Miriam "Mimi" West, a driving force behind the Los Angeles Free Clinic for three decades, has died. She was 81.
West died Monday in her Beverly Hills home of breast cancer, said her daughter, Ellen Harris, of Madison, N.J.
A tireless volunteer, West also served on the Los Angeles County commission on narcotics and dangerous drugs, and founded the clinic's fundraising arm, the Friends of the Los Angeles Free Clinic.
Over the years, she raised more than $10 million, including $2.3 million in the late 1980s for a new building for what was once described as "the hippie clinic where all the flower children gathered."
The clinic now consists of three centers on Beverly and Hollywood boulevards and Melrose Avenue.
West did not create the clinic, which originated in 1967. She discovered the ramshackle facility in 1971 when she drove her husband, Bernie West, to his first long-term job -- writing for "All in the Family" at CBS Studios across Fairfax Avenue.
"I walked into the clinic and I never came out," West told The Times in 1993.
Bernie West, who at clinic fundraising events described himself merely as "part of the package deal" and his wife as "the real dynamo," went on to write and produce for such other hit series as "Three's Company" and "The Jeffersons." He contributed slices of his salary to the clinic where his wife worked full time without pay, and in 1997 the couple donated $500,000 in a lump sum to provide more dental care for clinic patients.
When Mimi West signed on, the clinic's staff consisted of five people, including Executive Director Lenny Somberg. A line of the sick, the elderly, strung-out street youths and the working poor waiting for free medical care stretched around the block.

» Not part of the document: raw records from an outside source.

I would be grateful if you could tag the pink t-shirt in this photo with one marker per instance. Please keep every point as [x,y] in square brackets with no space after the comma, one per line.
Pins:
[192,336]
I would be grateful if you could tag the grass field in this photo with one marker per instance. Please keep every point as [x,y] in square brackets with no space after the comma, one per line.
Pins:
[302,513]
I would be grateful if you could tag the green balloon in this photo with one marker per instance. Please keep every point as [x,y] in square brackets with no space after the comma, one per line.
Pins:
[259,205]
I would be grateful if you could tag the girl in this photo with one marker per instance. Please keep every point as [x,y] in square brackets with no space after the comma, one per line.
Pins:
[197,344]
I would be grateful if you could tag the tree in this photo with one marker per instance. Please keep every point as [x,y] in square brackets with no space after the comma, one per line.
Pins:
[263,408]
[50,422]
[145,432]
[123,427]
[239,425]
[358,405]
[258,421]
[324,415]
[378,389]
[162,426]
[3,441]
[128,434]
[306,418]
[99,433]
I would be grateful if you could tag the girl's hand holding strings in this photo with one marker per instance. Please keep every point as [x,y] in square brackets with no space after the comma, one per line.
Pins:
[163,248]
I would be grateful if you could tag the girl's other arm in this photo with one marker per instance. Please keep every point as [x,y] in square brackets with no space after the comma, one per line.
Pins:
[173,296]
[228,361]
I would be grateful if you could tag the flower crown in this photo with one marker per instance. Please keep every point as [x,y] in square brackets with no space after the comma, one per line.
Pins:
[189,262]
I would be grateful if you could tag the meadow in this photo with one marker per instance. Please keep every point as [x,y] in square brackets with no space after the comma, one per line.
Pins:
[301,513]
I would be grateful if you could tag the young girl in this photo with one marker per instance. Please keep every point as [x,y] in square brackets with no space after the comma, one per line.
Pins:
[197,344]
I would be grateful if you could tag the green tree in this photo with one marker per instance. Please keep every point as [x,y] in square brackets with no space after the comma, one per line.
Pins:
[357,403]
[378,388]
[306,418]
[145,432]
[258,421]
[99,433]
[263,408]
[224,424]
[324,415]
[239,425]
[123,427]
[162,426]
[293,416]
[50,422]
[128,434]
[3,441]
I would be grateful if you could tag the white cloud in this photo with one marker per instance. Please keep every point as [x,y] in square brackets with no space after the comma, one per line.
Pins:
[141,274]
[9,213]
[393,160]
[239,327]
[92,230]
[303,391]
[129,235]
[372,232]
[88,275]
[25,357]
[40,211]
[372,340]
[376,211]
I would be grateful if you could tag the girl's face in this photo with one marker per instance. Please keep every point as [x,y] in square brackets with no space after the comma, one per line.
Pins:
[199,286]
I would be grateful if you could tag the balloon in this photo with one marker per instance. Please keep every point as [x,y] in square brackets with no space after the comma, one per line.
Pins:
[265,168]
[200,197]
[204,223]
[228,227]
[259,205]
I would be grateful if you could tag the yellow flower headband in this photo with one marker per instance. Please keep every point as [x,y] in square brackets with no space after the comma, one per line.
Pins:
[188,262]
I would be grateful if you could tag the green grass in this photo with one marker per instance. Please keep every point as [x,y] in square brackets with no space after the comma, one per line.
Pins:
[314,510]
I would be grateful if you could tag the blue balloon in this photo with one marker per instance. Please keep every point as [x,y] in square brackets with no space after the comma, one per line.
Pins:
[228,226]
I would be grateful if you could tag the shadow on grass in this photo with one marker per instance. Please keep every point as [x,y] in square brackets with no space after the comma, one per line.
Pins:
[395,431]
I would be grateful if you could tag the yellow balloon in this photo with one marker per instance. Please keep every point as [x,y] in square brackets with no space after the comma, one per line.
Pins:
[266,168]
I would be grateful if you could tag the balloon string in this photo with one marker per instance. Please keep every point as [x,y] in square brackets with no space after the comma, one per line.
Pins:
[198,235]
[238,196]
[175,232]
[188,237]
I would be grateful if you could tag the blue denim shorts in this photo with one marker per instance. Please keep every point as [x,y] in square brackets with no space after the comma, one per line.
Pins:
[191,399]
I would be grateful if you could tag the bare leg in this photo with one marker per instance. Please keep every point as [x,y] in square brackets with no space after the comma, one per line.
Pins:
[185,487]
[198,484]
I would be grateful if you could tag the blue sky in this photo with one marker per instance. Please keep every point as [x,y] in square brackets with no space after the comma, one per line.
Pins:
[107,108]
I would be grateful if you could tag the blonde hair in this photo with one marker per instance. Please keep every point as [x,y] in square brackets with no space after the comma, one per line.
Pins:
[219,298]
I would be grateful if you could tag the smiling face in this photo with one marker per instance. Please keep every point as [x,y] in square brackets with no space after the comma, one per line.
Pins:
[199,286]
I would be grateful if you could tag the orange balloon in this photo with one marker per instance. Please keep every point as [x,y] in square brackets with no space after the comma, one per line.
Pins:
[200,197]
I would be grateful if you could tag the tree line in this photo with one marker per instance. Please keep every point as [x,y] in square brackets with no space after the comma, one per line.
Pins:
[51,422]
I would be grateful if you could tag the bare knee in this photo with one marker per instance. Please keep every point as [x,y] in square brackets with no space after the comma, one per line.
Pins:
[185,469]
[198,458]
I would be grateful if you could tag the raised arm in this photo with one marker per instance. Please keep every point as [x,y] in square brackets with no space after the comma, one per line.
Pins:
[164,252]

"I was so taken with what was happening there, how poor they were. There was never any money for rent. The Smothers Brothers paid the rent for a number of months. And Lenny only got $100 a week, if he got paid at all," she told The Times in 1997 when the clinic celebrated its 30th anniversary.
"I began to nose around to find out why there was no money and no plan. And when I approached leaders in the community, I found out that most of them knew about the clinic and knew it did good work, but no one had asked them to help."

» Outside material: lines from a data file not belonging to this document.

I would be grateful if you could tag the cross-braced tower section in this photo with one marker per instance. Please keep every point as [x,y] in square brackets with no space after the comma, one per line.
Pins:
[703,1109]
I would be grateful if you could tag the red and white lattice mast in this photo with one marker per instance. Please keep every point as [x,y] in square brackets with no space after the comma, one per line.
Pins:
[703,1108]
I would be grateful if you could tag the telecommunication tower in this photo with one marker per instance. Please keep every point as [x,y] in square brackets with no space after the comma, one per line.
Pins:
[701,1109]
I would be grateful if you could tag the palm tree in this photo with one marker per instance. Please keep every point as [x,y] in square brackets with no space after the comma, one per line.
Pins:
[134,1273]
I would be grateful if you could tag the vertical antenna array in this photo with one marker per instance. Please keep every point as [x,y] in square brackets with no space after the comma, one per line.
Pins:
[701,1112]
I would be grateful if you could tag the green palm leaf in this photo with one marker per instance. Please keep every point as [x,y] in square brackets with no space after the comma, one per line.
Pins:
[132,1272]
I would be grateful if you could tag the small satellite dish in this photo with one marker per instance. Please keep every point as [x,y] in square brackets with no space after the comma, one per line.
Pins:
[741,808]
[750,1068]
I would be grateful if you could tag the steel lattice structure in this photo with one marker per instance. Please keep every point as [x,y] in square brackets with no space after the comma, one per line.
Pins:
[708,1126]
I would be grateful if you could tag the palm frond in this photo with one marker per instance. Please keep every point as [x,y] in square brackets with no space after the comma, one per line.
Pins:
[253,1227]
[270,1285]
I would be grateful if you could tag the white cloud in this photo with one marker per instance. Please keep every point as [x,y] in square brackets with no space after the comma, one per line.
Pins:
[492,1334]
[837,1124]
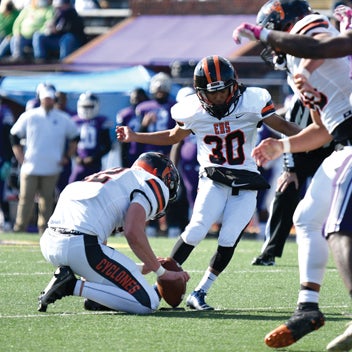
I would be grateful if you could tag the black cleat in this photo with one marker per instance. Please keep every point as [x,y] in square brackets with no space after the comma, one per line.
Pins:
[306,318]
[196,300]
[94,306]
[62,284]
[265,260]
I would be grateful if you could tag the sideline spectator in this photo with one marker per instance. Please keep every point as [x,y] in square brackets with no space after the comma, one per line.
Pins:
[94,140]
[35,102]
[61,104]
[8,15]
[6,122]
[154,115]
[32,18]
[128,117]
[46,130]
[63,34]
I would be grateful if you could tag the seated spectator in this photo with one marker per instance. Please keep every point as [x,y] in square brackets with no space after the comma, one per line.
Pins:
[62,36]
[32,18]
[8,15]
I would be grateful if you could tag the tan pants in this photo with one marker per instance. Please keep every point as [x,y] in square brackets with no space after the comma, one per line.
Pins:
[44,188]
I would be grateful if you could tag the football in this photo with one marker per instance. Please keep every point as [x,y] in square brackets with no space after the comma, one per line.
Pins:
[172,291]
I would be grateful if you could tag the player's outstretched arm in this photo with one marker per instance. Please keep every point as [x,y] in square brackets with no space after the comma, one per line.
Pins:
[266,150]
[297,45]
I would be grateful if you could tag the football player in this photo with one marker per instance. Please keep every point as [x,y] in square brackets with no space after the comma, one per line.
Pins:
[94,140]
[323,85]
[224,116]
[303,46]
[87,213]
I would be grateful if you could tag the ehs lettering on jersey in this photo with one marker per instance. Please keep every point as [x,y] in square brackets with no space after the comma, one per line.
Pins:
[222,127]
[119,275]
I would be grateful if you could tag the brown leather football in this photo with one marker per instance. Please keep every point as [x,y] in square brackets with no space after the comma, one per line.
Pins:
[172,291]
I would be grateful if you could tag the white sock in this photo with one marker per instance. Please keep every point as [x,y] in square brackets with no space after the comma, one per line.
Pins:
[206,282]
[308,296]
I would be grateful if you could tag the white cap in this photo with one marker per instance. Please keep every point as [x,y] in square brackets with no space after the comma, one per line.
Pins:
[46,92]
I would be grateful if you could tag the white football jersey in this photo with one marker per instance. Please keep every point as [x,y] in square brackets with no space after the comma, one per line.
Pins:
[98,205]
[227,142]
[331,78]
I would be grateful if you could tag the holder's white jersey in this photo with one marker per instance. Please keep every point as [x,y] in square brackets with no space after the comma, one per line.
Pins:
[227,142]
[331,78]
[98,205]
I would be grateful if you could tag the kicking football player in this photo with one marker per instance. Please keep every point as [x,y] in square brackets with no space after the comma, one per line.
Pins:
[87,213]
[224,116]
[325,86]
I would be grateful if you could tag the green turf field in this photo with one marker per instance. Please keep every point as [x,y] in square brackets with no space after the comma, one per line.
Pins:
[250,301]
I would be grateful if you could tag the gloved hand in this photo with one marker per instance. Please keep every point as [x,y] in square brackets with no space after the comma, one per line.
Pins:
[5,170]
[344,15]
[247,30]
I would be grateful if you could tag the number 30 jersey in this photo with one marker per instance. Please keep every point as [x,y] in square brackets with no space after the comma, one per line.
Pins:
[98,205]
[227,142]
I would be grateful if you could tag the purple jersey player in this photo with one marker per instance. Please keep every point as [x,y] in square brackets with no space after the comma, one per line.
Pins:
[94,137]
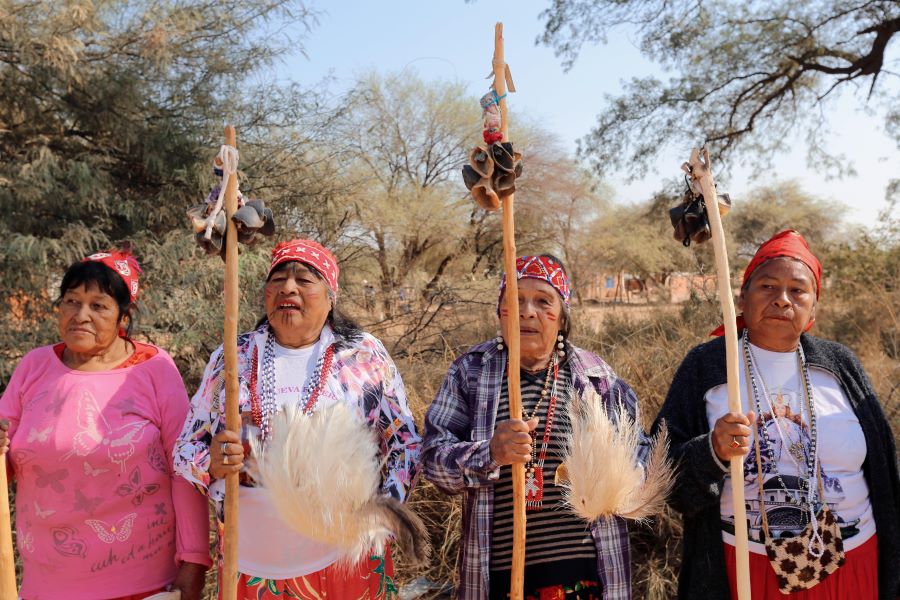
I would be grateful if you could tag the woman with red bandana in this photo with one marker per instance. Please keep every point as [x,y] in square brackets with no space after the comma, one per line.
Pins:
[90,424]
[470,443]
[303,354]
[820,463]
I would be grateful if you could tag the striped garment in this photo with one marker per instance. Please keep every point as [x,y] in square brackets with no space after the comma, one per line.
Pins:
[554,533]
[456,455]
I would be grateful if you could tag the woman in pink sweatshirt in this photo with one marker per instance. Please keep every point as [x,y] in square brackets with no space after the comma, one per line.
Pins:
[89,425]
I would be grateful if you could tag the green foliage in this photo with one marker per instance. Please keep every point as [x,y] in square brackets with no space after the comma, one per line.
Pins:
[109,115]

By 1973, West had organized the fundraising division and methodically began tapping what would become the clinic's key support base -- the Hollywood entertainment industry.
West also organized volunteers to work at the clinic and lobbied for assistance at City Hall and in Sacramento.
She helped turn the "hippie clinic" into a medical institution so respected that medical schools assign residents there, mainstream health agencies solicit advice and county, state and government funds pay one-third of the bills. West also worked particularly hard for the 9% of the clinic budget that comes from United Way -- after two rejections for funding because the clinic had provided draft counseling during the Vietnam War.
West devoted herself to maintaining the theme of what is one of the nation's oldest free clinics, "Quality healthcare is a right and not a privilege."
"We were tempted many times to charge for this or that. But I'm glad we didn't do that," she said in 1997. "We didn't have to do that because, instead, we built up a lot of community support."
West earned her bachelor's degree from American University and a master's from Columbia University School of Social Work. She worked in community organizations in the New York area before her husband's career transplanted her to Los Angeles.
In addition to her husband and daughter Ellen Harris, she is survived by another daughter, Isabel Davis of New York City; one sister, Betty Bagliebter, of Miami Beach; and two grandchildren.
Services are planned for 2 p.m. Friday at Hillside Memorial Chapel. The family has asked that any memorial donations be made to the Los Angeles Free Clinic.